O Instituto do Meio Ambiente de Santa Catarina (IMA) divulgou o relatório de balneabilidade nº 10, com dados referentes à semana de 12 a 16 de janeiro de 2026. O levantamento aponta que, dos 260 pontos monitorados ao longo do litoral catarinense, 171 estão próprios para banho, o que corresponde a 65,77% do total analisado.
O monitoramento é realizado semanalmente e tem como objetivo orientar moradores e turistas sobre a qualidade da água do mar, especialmente durante a alta temporada de verão, quando o fluxo de banhistas aumenta de forma significativa.
Situação em Florianópolis
Na capital catarinense, o cenário é semelhante à média estadual.
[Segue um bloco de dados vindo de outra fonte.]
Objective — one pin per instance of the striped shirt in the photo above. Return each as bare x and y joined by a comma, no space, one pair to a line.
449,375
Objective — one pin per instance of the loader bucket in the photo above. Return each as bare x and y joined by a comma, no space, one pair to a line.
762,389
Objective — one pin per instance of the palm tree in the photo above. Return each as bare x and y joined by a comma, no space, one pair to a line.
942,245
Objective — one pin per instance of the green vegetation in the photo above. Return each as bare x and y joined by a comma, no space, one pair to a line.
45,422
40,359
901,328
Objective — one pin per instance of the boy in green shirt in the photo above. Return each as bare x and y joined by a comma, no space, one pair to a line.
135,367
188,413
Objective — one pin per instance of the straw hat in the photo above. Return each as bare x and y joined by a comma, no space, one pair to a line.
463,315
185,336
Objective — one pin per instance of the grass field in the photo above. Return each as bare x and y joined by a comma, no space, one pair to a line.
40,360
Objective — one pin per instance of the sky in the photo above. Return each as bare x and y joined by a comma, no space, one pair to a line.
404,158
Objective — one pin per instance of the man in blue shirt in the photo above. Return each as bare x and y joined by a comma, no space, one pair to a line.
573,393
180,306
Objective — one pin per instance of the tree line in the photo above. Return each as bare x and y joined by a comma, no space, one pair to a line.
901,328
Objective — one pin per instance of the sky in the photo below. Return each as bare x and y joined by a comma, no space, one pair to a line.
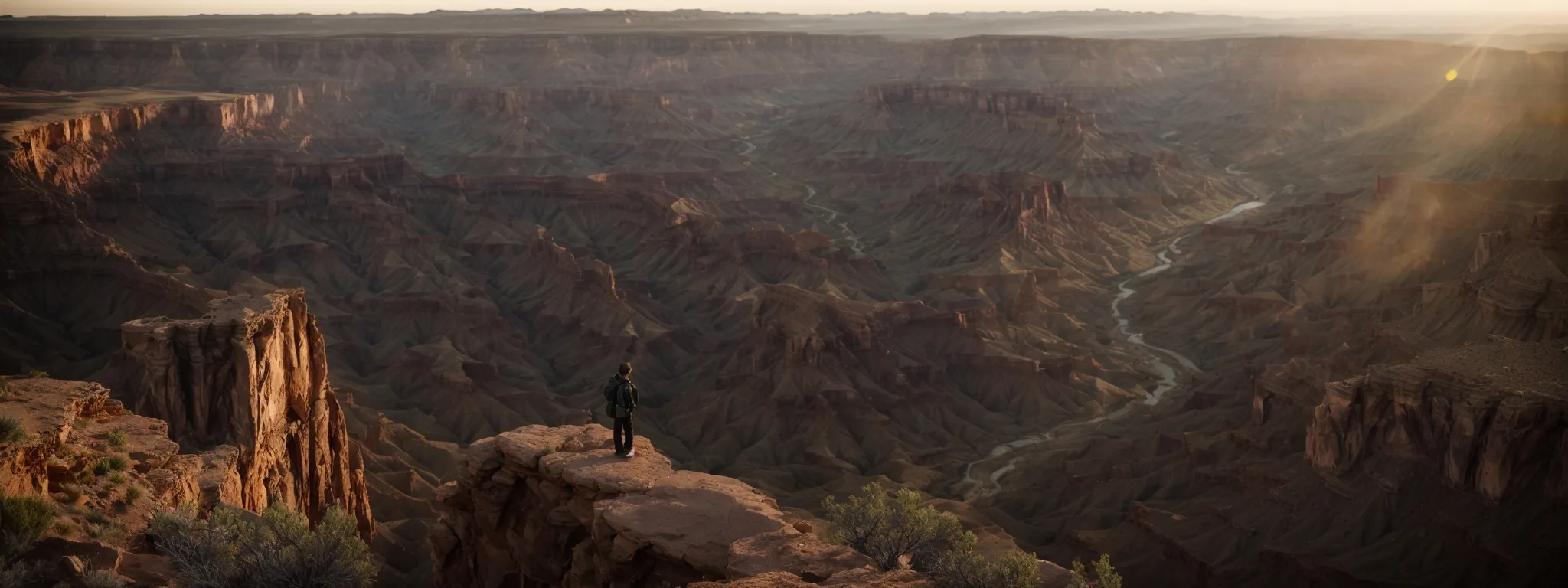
806,7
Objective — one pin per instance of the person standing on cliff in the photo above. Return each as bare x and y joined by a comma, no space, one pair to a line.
619,397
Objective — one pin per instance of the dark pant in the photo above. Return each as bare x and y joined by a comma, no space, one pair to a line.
623,427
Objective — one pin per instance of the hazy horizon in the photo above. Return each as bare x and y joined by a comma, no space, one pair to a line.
803,7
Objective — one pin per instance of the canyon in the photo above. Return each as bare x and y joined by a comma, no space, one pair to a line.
1240,311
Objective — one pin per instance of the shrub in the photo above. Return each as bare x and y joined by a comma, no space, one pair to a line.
1104,574
103,579
968,570
11,430
276,549
22,521
16,573
888,531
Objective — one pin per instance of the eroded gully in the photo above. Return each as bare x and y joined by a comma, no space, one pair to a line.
1168,377
811,191
975,486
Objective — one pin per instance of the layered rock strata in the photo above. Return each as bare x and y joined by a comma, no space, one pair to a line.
251,374
71,430
1493,414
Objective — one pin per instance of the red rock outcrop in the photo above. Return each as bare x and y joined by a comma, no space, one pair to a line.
1491,414
556,507
253,374
71,429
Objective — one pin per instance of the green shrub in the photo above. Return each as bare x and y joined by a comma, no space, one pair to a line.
278,549
103,579
22,521
1104,574
888,531
968,570
18,573
11,430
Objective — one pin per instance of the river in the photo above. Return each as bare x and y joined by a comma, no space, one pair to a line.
811,191
974,488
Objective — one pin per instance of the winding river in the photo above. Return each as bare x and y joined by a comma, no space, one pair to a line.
811,191
1159,360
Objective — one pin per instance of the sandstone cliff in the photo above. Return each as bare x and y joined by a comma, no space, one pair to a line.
1491,414
74,427
251,374
554,507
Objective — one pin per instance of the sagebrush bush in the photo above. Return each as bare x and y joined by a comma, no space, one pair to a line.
276,549
71,492
1104,574
16,573
24,519
890,531
11,430
103,579
968,570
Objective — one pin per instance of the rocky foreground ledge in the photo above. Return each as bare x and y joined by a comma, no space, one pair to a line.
556,507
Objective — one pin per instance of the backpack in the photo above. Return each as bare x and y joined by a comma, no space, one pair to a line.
609,397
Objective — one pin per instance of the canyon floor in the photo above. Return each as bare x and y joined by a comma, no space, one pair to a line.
1246,311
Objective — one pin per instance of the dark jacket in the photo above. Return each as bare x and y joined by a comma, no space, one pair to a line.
622,397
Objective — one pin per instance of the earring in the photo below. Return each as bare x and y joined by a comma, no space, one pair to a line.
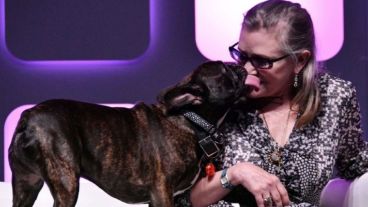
296,81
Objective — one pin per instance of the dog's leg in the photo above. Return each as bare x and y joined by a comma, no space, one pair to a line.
61,174
162,193
25,188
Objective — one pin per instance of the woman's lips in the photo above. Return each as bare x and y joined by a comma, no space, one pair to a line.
252,82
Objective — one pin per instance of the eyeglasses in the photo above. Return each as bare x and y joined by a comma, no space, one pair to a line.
256,60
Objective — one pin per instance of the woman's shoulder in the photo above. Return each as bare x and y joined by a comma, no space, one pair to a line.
331,85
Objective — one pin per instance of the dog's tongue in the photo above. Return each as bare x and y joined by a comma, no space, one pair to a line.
252,81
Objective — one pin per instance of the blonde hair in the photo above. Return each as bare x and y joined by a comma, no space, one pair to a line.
296,35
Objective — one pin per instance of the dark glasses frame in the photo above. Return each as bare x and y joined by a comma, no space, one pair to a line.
256,61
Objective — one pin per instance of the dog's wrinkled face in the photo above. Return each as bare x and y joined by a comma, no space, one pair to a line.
212,84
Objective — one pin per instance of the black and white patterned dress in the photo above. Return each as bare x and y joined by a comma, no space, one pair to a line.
332,142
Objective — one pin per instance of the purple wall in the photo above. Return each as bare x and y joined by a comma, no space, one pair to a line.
160,51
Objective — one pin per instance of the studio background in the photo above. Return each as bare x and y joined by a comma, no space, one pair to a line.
157,52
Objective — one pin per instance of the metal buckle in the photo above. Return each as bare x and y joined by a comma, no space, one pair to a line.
209,147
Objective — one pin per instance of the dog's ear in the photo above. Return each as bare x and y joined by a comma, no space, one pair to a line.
179,97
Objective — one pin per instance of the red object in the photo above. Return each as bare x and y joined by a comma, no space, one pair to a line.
210,169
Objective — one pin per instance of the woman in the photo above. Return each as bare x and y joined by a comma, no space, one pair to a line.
300,124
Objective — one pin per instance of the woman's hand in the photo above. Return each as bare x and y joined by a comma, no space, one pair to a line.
260,183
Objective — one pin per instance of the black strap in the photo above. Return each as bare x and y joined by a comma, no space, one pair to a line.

Dos 88 pontos avaliados em Florianópolis, 59 foram classificados como próprios para banho, representando 67,05% das áreas monitoradas. Os dados reforçam a importância de o banhista verificar as condições específicas de cada praia antes de entrar no mar.
Como funciona a classificação da balneabilidade
O Programa de Monitoramento da Balneabilidade é regulamentado pela Resolução nº 274/2000 do Conselho Nacional do Meio Ambiente (Conama). A classificação leva em conta a concentração da bactéria Escherichia coli, indicadora de contaminação fecal e de riscos à saúde humana.
A água é considerada:
- Própria para banho: quando, em 80% ou mais das amostras coletadas nas últimas cinco semanas no mesmo local, houver no máximo 800 Escherichia coli por 100 mililitros de água.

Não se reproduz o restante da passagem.